Ferne Zukunft. Die Gegenwart ist ohnehin viel zu schön. Alle erwarteten eine Reaktion der lethargisch und gehemmt wirkenden Favoriten. Denn sie durften keinesfalls verlieren, um ihr Turnierziel, das Halbfinale, zu erreichen.  Die Österreicher gefallen sich aber schon das gesamte Turnier über in dieser Rolle.

 

Neu ist im Jahr 2024, dass die öffentliche Verzwergung  aber immer dann endet, sobald die Spielsirene ertönt. Auch die teilweise erdrückende   Stimmung im deutschen Handball-Tempel lähmte nicht, sondern beflügelte. „Es macht einfach Spaß mit diesem Team zu spielen“, sagte Hutecek. Nur in den letzten neun Spielminuten, in denen kein Treffer mehr gelang, wurde es erstmals ungemütlicher.  
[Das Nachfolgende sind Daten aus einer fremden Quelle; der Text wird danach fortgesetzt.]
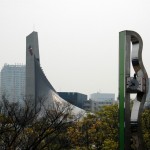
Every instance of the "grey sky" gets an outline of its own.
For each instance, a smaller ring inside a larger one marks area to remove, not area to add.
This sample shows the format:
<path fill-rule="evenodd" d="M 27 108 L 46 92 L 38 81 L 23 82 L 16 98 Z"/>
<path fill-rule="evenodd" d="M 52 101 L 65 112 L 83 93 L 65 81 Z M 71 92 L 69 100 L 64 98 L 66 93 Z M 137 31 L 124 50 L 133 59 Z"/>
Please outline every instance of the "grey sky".
<path fill-rule="evenodd" d="M 0 0 L 0 67 L 25 64 L 26 36 L 38 32 L 42 68 L 57 91 L 118 94 L 119 31 L 143 39 L 150 76 L 148 0 Z"/>

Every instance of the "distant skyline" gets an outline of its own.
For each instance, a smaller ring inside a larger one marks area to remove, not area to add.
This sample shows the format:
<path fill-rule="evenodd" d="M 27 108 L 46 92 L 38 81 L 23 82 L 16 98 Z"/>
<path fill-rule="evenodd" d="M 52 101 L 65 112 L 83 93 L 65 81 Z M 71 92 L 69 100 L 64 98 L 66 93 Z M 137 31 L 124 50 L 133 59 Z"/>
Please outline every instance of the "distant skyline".
<path fill-rule="evenodd" d="M 150 76 L 147 0 L 0 0 L 0 69 L 25 64 L 26 36 L 38 32 L 41 67 L 56 91 L 118 96 L 119 32 L 143 39 Z"/>

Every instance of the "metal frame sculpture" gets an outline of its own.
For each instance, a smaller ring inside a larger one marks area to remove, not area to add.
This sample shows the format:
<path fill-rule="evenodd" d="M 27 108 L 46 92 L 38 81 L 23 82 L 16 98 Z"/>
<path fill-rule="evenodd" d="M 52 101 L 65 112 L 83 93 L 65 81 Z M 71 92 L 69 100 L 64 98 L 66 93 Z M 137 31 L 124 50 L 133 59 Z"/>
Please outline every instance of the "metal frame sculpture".
<path fill-rule="evenodd" d="M 148 76 L 142 62 L 143 42 L 134 31 L 119 33 L 119 149 L 130 150 L 134 141 L 137 150 L 144 150 L 141 114 L 148 93 Z M 130 64 L 134 70 L 131 77 Z M 135 93 L 132 110 L 130 94 Z"/>

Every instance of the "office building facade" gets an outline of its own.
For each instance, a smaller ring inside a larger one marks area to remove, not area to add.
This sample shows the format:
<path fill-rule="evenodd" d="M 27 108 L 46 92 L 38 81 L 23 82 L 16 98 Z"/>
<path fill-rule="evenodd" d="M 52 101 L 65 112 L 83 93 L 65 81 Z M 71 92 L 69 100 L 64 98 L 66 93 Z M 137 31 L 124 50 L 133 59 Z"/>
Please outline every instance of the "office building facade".
<path fill-rule="evenodd" d="M 83 108 L 84 101 L 87 101 L 87 95 L 77 92 L 58 92 L 59 96 L 65 99 L 67 102 Z"/>

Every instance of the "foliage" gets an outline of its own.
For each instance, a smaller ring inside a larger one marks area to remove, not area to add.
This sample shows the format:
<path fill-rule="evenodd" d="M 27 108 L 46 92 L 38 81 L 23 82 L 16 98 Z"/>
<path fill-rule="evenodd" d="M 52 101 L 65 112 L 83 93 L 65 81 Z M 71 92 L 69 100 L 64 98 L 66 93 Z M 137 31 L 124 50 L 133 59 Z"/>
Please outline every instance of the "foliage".
<path fill-rule="evenodd" d="M 67 149 L 64 133 L 70 124 L 71 110 L 67 103 L 35 111 L 29 101 L 21 106 L 4 100 L 0 104 L 0 149 Z"/>
<path fill-rule="evenodd" d="M 118 148 L 118 106 L 104 106 L 88 114 L 67 131 L 72 149 L 116 150 Z"/>

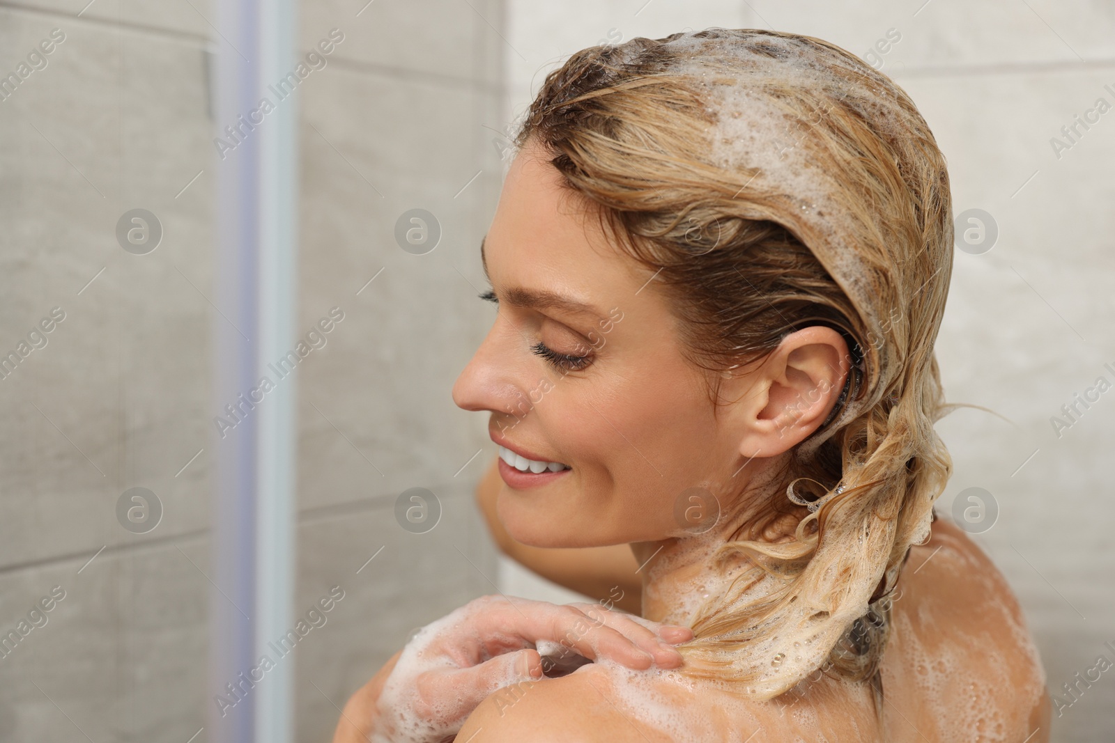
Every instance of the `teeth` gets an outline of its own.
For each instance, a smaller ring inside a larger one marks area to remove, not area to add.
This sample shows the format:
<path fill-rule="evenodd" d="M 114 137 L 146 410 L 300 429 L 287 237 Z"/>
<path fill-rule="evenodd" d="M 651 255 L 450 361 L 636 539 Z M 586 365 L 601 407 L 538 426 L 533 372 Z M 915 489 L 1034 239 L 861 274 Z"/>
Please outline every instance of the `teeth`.
<path fill-rule="evenodd" d="M 535 475 L 545 470 L 556 472 L 563 469 L 571 469 L 569 465 L 563 465 L 561 462 L 540 462 L 533 459 L 526 459 L 525 457 L 520 457 L 507 447 L 500 447 L 500 459 L 507 462 L 520 472 L 531 471 Z"/>

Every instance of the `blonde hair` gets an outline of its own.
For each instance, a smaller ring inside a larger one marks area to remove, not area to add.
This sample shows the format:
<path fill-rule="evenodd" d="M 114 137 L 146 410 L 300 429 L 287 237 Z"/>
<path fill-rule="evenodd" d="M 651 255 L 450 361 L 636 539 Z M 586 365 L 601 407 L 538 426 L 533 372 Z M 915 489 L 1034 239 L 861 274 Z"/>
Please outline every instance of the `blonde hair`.
<path fill-rule="evenodd" d="M 794 537 L 714 559 L 750 565 L 692 617 L 685 673 L 770 698 L 818 667 L 879 681 L 889 596 L 929 536 L 952 460 L 933 343 L 952 270 L 949 179 L 925 121 L 885 75 L 821 39 L 707 29 L 573 55 L 515 144 L 541 144 L 681 320 L 709 372 L 762 360 L 827 325 L 852 372 L 793 450 Z M 804 486 L 804 487 L 803 487 Z M 756 592 L 759 585 L 768 586 Z"/>

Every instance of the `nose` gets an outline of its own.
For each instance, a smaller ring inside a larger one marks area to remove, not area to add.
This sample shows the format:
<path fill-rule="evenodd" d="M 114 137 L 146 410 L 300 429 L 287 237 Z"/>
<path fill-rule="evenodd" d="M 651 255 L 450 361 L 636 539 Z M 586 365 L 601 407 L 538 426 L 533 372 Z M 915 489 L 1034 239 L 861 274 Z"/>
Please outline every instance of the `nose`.
<path fill-rule="evenodd" d="M 476 353 L 453 383 L 453 402 L 463 410 L 491 410 L 504 412 L 502 400 L 513 393 L 515 384 L 510 379 L 510 354 L 496 319 Z"/>

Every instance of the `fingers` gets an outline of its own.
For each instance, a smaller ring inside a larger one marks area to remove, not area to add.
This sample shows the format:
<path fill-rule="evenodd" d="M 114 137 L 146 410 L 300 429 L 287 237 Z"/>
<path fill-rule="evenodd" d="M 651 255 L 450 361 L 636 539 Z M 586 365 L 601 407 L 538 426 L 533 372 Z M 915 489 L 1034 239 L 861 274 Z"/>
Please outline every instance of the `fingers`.
<path fill-rule="evenodd" d="M 523 649 L 497 655 L 467 668 L 427 671 L 415 681 L 419 698 L 426 705 L 426 718 L 459 729 L 465 718 L 485 698 L 502 688 L 495 703 L 511 704 L 542 677 L 542 657 L 537 651 Z"/>
<path fill-rule="evenodd" d="M 592 622 L 603 624 L 619 632 L 646 653 L 650 654 L 655 664 L 662 668 L 676 668 L 681 665 L 681 654 L 675 649 L 671 642 L 683 642 L 692 637 L 692 632 L 686 627 L 662 625 L 658 622 L 636 617 L 624 612 L 612 612 L 599 604 L 571 604 Z M 666 628 L 666 636 L 661 630 Z"/>
<path fill-rule="evenodd" d="M 546 642 L 563 646 L 566 657 L 576 653 L 593 661 L 609 658 L 640 671 L 655 664 L 675 668 L 681 665 L 682 658 L 670 643 L 691 636 L 686 628 L 672 628 L 666 630 L 663 637 L 658 634 L 663 625 L 599 604 L 560 606 L 517 597 L 485 597 L 472 606 L 473 612 L 465 623 L 471 637 L 456 638 L 463 644 L 479 643 L 474 644 L 477 653 L 471 665 L 523 647 L 539 646 L 543 641 L 541 647 Z"/>
<path fill-rule="evenodd" d="M 652 622 L 650 619 L 644 619 L 637 614 L 623 614 L 631 622 L 637 622 L 648 629 L 652 629 L 658 633 L 658 636 L 670 644 L 686 643 L 694 638 L 694 630 L 689 627 L 683 627 L 676 624 L 662 624 L 660 622 Z"/>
Am Montag wartet der Olympiasieger

Damit ergibt sich vor den abschließenden beiden Spieltagen eine interessante Ausgangsposition. Olympiasieger Frankreich ist mit dem Punktemaximum klar auf Kurs Richtung Halbfinale, doch dahinter ist viel möglich. Ungarn hält nach dem  Sieg über Kroatien – wie Österreich – bei vier Punkten. Deutschland hat drei. Am Montag geht es gegen die Franzosen (18 Uhr). Hutecek: „Frankreich wird viel, viel härter.“ Wenn das die Deutschen hören!